Central bankers have been the bane of a saver’s return for awhile now, but Wisconsin’s court of appeals appears to have carved out a place for litigants to earn a market-beating return. In a decision issued by District II (written by Chief Judge Brown and joined by Judges Reilly and Gundrum), the court recently decided that it was unconstitutional for the legislature to change, retroactively, the rate of pre-judgment interest that applies to offers of settlement. Johnson v. Cintas Corp. No. 2, 13AP2323 (Wis. Ct. App. Jan. 14, 2015).

An offer of settlement” is a statutory cost-shifting procedure in Wisconsin designed to encourage settlement. Under Wis. Stat. § 807.01, a party can serve an “offer of settlement” on an adverse party, and, if the offeree accepts within 10 days, the court enters judgment in the amount of the offer. The case is over. If the offeree does not accept, however, it makes that choice at its own peril, for the statute shifts litigation costs to that party if it fails to secure a judgment more favorable than the offer. When a plaintiff is the offeror, § 807.01 also tacks on pre-judgment interest, calculated based on the final amount of the judgment and running from the time of the offer until the time that the judgment is paid.
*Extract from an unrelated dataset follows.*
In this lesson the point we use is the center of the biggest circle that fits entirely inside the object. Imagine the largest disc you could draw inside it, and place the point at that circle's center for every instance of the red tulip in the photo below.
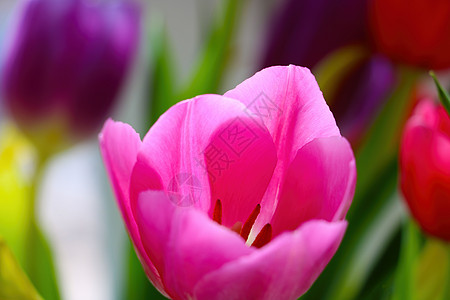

Pre-judgment interest became part of the statute in 1980 and was set at 12% annual interest—a nominal amount in the days of the Volcker Fed and its battle against stagflation, but a rate of return that Wall Streeters lust after now. That rate remained at 12% until 2011, when the legislature changed it to 1% plus the prime interest rate in effect at the time the judgment is entered.